The Toronto Maple Leafs play twice at home on Hockey Hall of Fame weekend, and after a 5-3 loss to the Boston Bruins on Saturday night, the club followed an inconsistent performance that saw Anthony Stolarz pulled with a completely unforgivable effort in a 5-4 loss to Carolina on Sunday that had head coach Craig Berube searching for answers.
The Leafs were outworked and outplayed, but that does not describe the half of it. The club’s defensive ineptitude was so blatant during the second period that it appeared that Craig Berube was going to have a coronary, chewing out his squad for making some brain-dead miscues. Toronto somehow led the game midway through the second. Carolina outshot the Leafs 9-0 in the second and hit three posts behind backup Dennis Hildeby, but Auston Matthews extended the lead to 4-2 with his club-leading ninth goal of the season.
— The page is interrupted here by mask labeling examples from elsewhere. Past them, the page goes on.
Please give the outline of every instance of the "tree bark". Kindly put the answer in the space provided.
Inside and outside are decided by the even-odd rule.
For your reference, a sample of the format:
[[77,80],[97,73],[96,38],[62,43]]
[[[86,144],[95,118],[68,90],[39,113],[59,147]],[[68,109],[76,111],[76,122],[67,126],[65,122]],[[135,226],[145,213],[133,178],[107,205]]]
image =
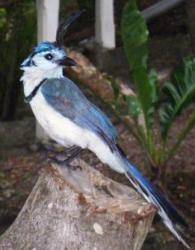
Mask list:
[[0,249],[139,250],[154,214],[134,190],[84,162],[76,170],[52,164],[1,236]]

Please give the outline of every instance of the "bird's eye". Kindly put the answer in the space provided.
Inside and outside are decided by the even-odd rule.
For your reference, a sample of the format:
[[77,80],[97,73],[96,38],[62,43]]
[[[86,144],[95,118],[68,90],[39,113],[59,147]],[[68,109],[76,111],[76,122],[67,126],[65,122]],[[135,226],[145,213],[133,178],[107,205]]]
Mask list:
[[53,55],[48,53],[48,54],[45,55],[45,58],[50,61],[50,60],[53,59]]

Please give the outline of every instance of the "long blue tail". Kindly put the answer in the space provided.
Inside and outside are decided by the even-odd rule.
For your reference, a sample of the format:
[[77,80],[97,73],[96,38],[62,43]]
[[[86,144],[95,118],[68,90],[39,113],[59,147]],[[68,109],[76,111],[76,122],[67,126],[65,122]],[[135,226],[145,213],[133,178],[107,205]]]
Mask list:
[[188,228],[188,224],[178,213],[176,208],[161,194],[152,183],[144,177],[141,172],[133,166],[126,158],[122,150],[118,147],[117,154],[122,159],[125,175],[134,188],[148,201],[158,208],[158,214],[163,223],[175,235],[175,237],[188,249],[190,246],[185,242],[179,231],[181,228]]

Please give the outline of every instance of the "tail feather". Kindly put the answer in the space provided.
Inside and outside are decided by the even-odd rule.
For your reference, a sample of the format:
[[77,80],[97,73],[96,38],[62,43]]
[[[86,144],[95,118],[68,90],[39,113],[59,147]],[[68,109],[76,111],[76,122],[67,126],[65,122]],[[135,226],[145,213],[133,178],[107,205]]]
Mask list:
[[144,177],[141,172],[133,166],[126,158],[124,153],[118,148],[119,157],[122,159],[125,175],[134,186],[134,188],[148,201],[158,208],[158,214],[163,223],[175,235],[175,237],[188,249],[190,246],[186,243],[180,234],[180,229],[188,228],[188,224],[178,213],[176,208],[162,195],[162,193]]

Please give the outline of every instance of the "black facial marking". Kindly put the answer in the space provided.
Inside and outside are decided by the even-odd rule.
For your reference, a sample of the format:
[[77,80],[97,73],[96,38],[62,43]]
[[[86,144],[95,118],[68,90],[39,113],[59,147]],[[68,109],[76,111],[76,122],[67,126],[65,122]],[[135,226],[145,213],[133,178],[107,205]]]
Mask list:
[[53,55],[51,53],[48,53],[45,55],[45,58],[48,60],[48,61],[51,61],[53,59]]

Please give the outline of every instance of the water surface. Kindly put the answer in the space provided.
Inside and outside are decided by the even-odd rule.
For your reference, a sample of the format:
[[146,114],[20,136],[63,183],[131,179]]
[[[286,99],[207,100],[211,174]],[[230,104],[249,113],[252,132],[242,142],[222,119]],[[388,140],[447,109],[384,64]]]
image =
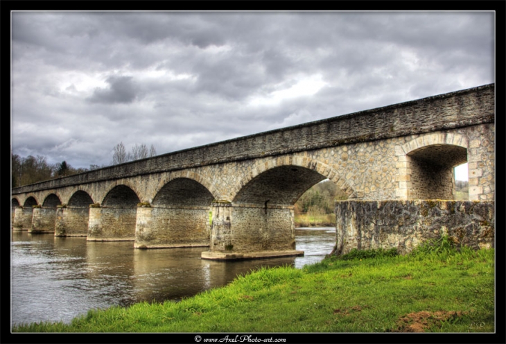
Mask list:
[[295,239],[304,257],[214,261],[200,259],[205,248],[137,250],[132,241],[12,232],[12,322],[69,322],[91,309],[177,301],[261,266],[301,268],[330,253],[335,229],[297,228]]

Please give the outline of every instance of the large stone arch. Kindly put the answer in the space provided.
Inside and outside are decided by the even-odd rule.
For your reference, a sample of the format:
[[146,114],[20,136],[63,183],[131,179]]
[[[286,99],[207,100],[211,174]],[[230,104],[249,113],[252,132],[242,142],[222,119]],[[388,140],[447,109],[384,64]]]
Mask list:
[[67,207],[87,208],[89,205],[93,203],[93,198],[89,194],[84,190],[77,190],[72,194],[67,205]]
[[171,178],[157,193],[152,205],[210,206],[214,196],[200,182],[187,178]]
[[87,240],[93,241],[133,241],[137,194],[124,184],[117,184],[104,197],[101,205],[89,208]]
[[75,191],[67,205],[56,209],[55,237],[86,237],[88,232],[91,196],[84,190]]
[[62,204],[62,201],[55,194],[49,194],[44,200],[42,207],[55,208],[57,205]]
[[[297,169],[297,168],[303,168],[313,171],[323,176],[323,178],[322,178],[320,180],[317,180],[313,184],[308,185],[308,187],[304,189],[302,193],[298,193],[297,197],[293,198],[293,204],[295,203],[299,197],[300,197],[300,196],[302,196],[302,194],[304,194],[304,192],[309,187],[313,186],[314,184],[316,184],[316,182],[326,178],[333,182],[338,187],[343,190],[347,194],[349,198],[356,198],[356,194],[352,187],[353,181],[347,180],[345,178],[342,178],[340,174],[333,166],[310,157],[293,155],[275,157],[267,161],[261,162],[256,164],[250,170],[247,171],[241,180],[234,187],[234,190],[235,191],[235,193],[232,199],[237,200],[238,195],[240,196],[240,193],[243,192],[243,188],[259,175],[269,170],[280,167],[285,168],[288,172],[296,172],[292,171],[292,167],[299,171],[304,170]],[[315,179],[316,180],[318,178],[315,178]],[[295,200],[293,200],[294,199]]]
[[141,201],[138,194],[130,187],[120,184],[111,188],[101,205],[103,207],[134,209]]
[[399,189],[408,199],[455,199],[454,168],[468,161],[468,139],[457,133],[421,135],[402,145],[404,175]]
[[182,175],[173,175],[151,204],[143,203],[137,209],[134,247],[209,246],[209,212],[214,196],[199,182],[187,178],[189,174]]
[[37,198],[35,198],[33,196],[30,196],[26,198],[26,199],[24,201],[24,203],[23,203],[24,207],[32,207],[34,205],[38,205],[39,203],[37,201]]

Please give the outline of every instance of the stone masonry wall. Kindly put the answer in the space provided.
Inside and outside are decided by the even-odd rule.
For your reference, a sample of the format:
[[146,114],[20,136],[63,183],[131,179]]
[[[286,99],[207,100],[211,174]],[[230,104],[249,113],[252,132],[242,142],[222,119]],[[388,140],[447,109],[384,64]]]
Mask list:
[[56,208],[33,208],[29,233],[54,233]]
[[139,207],[135,247],[197,247],[209,245],[209,207]]
[[56,208],[55,237],[86,237],[88,233],[89,208]]
[[494,96],[494,84],[480,86],[42,182],[12,194],[493,123]]
[[137,209],[90,207],[87,240],[133,241],[136,216]]
[[338,201],[334,255],[396,248],[401,254],[448,235],[458,245],[494,247],[492,201]]

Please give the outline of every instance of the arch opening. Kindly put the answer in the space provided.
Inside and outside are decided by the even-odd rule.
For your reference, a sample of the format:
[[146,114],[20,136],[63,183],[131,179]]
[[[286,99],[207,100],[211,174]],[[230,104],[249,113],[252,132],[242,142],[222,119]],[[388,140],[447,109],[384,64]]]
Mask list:
[[12,200],[10,203],[11,207],[12,209],[19,207],[19,201],[17,200],[17,198],[12,198]]
[[23,207],[33,207],[33,205],[37,205],[38,203],[37,203],[37,200],[33,196],[30,196],[28,198],[26,198],[26,200],[24,201],[24,204],[23,205]]
[[212,194],[198,182],[189,178],[176,178],[158,191],[152,203],[155,206],[209,206]]
[[268,170],[250,180],[237,193],[234,204],[294,205],[313,185],[326,177],[299,166],[281,166]]
[[410,199],[455,199],[455,167],[467,162],[467,150],[460,146],[435,144],[408,153]]
[[[260,252],[261,257],[276,257],[280,252],[303,255],[296,249],[296,203],[324,180],[333,184],[317,171],[315,164],[279,166],[259,173],[239,190],[230,205],[213,207],[211,251],[253,257]],[[335,221],[330,225],[335,231]]]
[[67,205],[69,207],[88,207],[89,205],[93,203],[91,197],[88,194],[87,192],[79,190],[76,191],[72,197],[69,200],[69,203]]
[[58,196],[55,195],[54,194],[51,194],[46,197],[46,199],[42,203],[42,207],[55,208],[57,205],[60,204],[62,204],[62,202],[60,200]]
[[137,194],[126,185],[114,187],[105,196],[102,205],[116,208],[136,209],[141,201]]

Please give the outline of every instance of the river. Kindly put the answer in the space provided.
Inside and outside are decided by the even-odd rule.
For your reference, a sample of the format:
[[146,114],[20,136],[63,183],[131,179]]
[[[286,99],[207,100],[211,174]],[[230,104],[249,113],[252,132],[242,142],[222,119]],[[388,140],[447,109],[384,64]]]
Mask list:
[[304,257],[237,261],[201,259],[205,248],[137,250],[132,241],[87,241],[14,231],[12,323],[69,322],[91,309],[177,301],[260,266],[301,268],[322,260],[335,243],[334,227],[295,230],[296,249],[304,250]]

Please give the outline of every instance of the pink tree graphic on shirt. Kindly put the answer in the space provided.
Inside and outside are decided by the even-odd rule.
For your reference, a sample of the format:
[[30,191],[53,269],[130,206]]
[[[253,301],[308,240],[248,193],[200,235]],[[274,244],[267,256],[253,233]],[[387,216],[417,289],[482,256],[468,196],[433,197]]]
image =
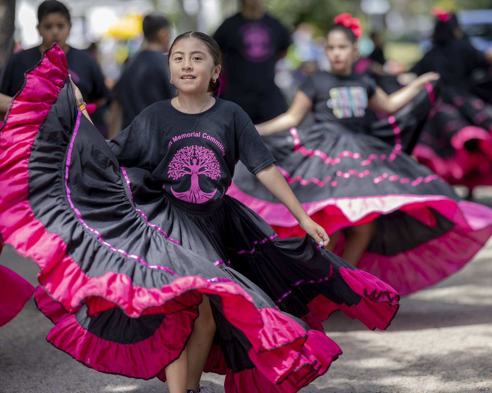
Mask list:
[[185,175],[191,175],[189,189],[177,192],[171,188],[177,198],[192,203],[203,203],[213,197],[216,188],[211,193],[206,193],[200,188],[199,175],[215,180],[220,176],[220,166],[214,152],[203,146],[186,146],[175,154],[169,163],[167,171],[169,177],[176,180]]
Sean Walker’s goal late in the middle frame narrowed the lead to one, and in the third, the domination on the part of the Canes was complete and bordering on embarrassing. Carolina outshot Toronto 22-2 in the third and scored a pair of goals for the comeback victory.
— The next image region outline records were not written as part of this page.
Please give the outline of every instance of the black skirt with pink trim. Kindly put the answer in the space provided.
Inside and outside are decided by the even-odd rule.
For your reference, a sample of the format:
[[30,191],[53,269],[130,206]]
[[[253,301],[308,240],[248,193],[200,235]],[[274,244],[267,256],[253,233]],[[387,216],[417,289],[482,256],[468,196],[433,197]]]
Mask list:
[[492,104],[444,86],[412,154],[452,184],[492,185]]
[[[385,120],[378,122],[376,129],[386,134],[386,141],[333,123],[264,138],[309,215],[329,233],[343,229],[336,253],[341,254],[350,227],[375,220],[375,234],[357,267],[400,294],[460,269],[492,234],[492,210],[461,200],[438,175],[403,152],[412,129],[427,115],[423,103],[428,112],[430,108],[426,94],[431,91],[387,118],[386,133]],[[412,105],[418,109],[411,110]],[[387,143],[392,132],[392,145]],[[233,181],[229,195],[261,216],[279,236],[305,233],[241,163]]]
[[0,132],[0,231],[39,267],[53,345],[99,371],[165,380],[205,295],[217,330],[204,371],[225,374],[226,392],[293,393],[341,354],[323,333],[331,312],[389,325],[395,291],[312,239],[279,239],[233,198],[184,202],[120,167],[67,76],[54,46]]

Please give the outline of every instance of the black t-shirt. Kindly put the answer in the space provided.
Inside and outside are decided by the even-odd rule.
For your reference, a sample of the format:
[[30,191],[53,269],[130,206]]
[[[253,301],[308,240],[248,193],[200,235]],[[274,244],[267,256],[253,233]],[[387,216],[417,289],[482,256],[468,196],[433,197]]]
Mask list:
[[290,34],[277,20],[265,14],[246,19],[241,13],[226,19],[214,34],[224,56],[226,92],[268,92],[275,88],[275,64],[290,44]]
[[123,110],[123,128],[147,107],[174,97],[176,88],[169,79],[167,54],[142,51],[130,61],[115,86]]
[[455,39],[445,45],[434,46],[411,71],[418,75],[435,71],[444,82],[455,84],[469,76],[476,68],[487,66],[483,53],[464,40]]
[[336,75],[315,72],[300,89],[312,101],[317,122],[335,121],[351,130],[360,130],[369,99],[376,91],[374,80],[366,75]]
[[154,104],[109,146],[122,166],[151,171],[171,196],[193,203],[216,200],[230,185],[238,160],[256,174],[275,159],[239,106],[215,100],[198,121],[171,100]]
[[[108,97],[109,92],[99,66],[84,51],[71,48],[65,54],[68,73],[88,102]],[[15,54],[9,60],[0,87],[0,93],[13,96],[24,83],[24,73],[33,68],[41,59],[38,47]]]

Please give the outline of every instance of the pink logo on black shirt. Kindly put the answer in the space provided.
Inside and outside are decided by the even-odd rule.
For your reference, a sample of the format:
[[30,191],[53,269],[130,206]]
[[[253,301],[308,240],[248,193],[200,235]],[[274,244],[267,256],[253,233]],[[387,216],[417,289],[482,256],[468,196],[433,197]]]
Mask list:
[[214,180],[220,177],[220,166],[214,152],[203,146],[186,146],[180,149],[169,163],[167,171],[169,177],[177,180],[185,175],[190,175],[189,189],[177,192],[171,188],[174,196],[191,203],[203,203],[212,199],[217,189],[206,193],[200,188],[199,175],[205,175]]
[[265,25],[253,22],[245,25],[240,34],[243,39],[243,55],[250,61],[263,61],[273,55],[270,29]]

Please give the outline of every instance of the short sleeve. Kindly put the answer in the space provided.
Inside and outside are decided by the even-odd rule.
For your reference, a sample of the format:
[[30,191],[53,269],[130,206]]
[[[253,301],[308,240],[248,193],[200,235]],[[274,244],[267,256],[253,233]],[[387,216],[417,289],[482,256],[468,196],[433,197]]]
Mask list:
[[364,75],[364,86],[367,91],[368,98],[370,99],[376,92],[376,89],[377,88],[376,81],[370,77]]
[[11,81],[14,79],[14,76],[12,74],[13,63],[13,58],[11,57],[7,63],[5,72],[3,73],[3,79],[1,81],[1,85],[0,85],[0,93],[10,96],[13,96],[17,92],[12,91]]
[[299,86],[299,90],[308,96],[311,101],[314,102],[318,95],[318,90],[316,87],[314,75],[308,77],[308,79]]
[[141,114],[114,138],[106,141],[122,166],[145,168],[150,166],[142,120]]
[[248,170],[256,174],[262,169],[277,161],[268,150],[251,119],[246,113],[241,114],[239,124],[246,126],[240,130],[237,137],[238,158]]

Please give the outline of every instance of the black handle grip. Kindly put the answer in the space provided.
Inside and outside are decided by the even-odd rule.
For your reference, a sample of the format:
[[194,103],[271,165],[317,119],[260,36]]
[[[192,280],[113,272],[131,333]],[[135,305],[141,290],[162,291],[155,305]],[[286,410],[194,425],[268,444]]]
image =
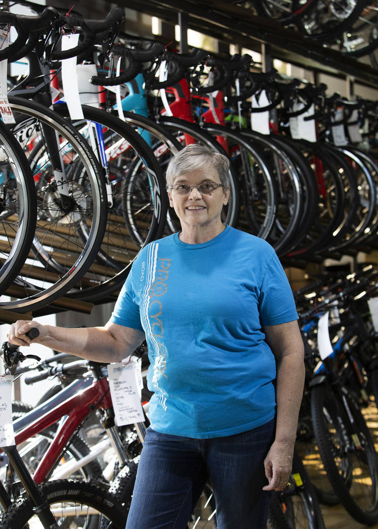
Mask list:
[[34,340],[35,338],[38,338],[39,336],[39,330],[37,328],[37,327],[32,327],[32,328],[26,333],[26,335],[31,340]]

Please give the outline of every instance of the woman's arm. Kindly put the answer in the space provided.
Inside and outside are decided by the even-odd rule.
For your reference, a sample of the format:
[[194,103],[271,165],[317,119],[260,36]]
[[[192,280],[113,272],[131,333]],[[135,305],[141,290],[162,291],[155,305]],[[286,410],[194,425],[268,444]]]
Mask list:
[[138,329],[111,322],[104,327],[66,329],[19,320],[11,326],[8,340],[16,345],[29,346],[32,340],[25,333],[32,327],[39,331],[33,343],[97,362],[118,362],[132,354],[145,339],[145,333]]
[[263,488],[273,490],[285,486],[291,471],[304,383],[304,348],[296,321],[263,330],[277,365],[276,435],[264,461],[269,485]]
“If you want to be a good defensive team, you’ve got to check, you’ve got to have good sticks, you’ve got to be hard, you’ve got to win battles, and you’ve got to have good structure, and right now – it’s a mindset for me. We don’t have any of that right now.” Berube said after the game. We’re scoring enough goals every game to win games. We’re letting in too many goals. So, pretty much the season is we don’t value the defensive side of the puck enough. And there’s a number of things that go into that.”
The weekend sweep is recoverable for the Leafs, but their main issue is that they do not resemble at all the club that finished in the top 10 in goals allowed last season. The difference is not simply the fault of Anthony Stolarz or Cayden Primeau, although Stolarz’s performance has faltered after being overused because he is not capable of carrying a full time starter’s workload. The difference is not all on the defense, although the absence of Chris Tanev has not helped.
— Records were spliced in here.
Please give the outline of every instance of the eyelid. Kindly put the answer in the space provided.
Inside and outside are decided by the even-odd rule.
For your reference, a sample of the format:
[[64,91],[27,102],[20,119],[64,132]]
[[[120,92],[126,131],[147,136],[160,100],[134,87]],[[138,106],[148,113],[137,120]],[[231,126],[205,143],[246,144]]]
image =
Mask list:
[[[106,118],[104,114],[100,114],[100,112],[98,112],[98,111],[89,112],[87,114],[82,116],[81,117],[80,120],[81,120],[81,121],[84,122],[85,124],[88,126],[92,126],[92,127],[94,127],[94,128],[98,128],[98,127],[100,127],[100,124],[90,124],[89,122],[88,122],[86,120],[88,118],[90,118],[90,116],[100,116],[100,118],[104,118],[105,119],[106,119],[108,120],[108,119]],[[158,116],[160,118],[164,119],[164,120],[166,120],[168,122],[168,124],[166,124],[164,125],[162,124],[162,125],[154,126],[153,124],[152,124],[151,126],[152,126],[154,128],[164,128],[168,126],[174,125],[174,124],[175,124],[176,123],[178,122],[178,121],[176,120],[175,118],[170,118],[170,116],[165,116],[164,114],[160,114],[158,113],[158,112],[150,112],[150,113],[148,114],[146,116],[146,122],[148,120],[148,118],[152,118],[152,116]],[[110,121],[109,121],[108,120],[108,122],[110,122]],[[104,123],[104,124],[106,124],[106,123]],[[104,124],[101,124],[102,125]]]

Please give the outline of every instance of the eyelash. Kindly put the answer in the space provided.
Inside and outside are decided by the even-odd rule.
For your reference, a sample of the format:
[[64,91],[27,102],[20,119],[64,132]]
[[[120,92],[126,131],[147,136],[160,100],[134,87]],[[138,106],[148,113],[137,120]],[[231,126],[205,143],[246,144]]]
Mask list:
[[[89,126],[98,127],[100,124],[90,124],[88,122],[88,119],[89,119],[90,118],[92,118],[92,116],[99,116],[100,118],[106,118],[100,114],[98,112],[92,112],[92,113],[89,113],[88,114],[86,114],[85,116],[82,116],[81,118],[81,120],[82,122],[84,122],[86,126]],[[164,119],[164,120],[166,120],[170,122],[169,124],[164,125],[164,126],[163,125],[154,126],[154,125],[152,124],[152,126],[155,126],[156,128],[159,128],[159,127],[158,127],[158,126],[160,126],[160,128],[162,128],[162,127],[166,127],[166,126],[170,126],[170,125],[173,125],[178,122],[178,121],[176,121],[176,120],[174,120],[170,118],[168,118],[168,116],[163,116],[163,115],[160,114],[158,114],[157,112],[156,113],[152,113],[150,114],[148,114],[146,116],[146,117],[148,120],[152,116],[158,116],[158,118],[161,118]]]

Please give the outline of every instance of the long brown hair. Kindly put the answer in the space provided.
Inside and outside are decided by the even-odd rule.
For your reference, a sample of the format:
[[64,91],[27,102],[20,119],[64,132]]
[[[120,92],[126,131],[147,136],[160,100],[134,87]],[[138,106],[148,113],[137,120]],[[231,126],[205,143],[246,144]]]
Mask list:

Simon Benoit has been a liability for over a year and at this point, is likely better suited to be a seventh defenseman rather than playing every night, but his job is temporarily safe, since Philippe Myers is worse.
Up front, it is not simply that the Leafs miss Mitch Marner as a two-way player. They miss his five-on-five defensive ability and penalty killing, but the reason for Toronto having allowed 19 more goals through 16 games compared to last season has been a general lack of commitment to playing responsibly and making smart decisions.
“We’re scoring goals, but we just went right off the rails the last two games defensively. And it’s caused by (bad) puck play for sure, costly turnovers, and just the urgency that’s needed to defend.”
The Leafs will have their chance at revenge on Tuesday, as they face the Bruins at TD Garden.